Colloton acknowledged that other courts have ruled that merely posting a new link to an old story doesn't necessarily constitute republishing it, but he said those decisions didn't foreclose the possibility it could sometimes be a republication.

Nunes' suit against Lizza and Esquire's publisher, Hearst Magazine Media, was one of a flurry of defamation cases he filed in 2019 against reporters, media entities and others, arguing that he was being trashed because of his support for President Donald Trump in ongoing investigations of Trump's ties to Russia. Many of the cases have been dropped or dismissed.

Lizza, who joined POLITICO as chief Washington correspondent in August 2019, declined to comment. Attorneys for Hearst who have represented Lizza in the suit did not immediately respond to a message seeking comment.
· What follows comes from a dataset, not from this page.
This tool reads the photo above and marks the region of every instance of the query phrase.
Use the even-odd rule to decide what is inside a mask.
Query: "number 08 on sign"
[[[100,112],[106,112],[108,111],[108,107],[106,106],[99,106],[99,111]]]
Nunes' attorney, Steven Biss of Charlottesville, Va., did not immediately reply to a request for comment on the decision.

One First Amendment expert expressed concern about the decision and said the case would merit review by the full bench of the 8th Circuit.

"It’s certainly a novel application of a couple of important libel doctrines, and a potentially troublesome one if the 8th Circuit’s ruling is allowed to stand," said Chip Stewart, a professor at Texas Christian University. "It’s an odd kind of bootstrapping argument. Nunes claims the underlying article is false. He sues over it. Lizza tweets the exact same story after the lawsuit is filed. And what was originally not actual malice now all of a sudden is, at least plausibly enough for a lawsuit to advance to further costly litigation. All over a tweet that changed nothing about the original story."

One curious aspect of the ruling is that it appears to open the door to lawsuits against anyone who tweeted or retweeted the original story with knowledge of Nunes' lawsuit, and to similar claims over members of the public or those with significant social media followings tweeting or retweeting stories after learning that the subject of the story is disputing it in some way.

If the decision stands, the suit would be returned to a district court judge for further proceedings. The appeals court decision did not find Lizza or Hearst liable for the retweet but left those issues for the district judge to revisit.

Stewart said the appeals court's ruling is also disturbing because it allows Nunes, a sitting member of Congress, to press on with his legal campaign against his critics.

"He’s not trying to win money from these lawsuits. He just wants the pain of litigation to deter other critics from writing about him. I’ll admit, I’m hesitant to say even what I’m saying here because I don’t want to trigger a lawsuit from him," the professor said. "It’s an intimidation tactic that can make a person’s life miserable for a while, and he’s relying on that to curb honest criticism of his duties as an elected official."

Another defamation suit filed by members of Nunes' family is currently being litigated in federal court in Cedar Rapids, Iowa.

Colloton and Smith are appointees of former President George W. Bush. Erickson was appointed by former President Donald Trump.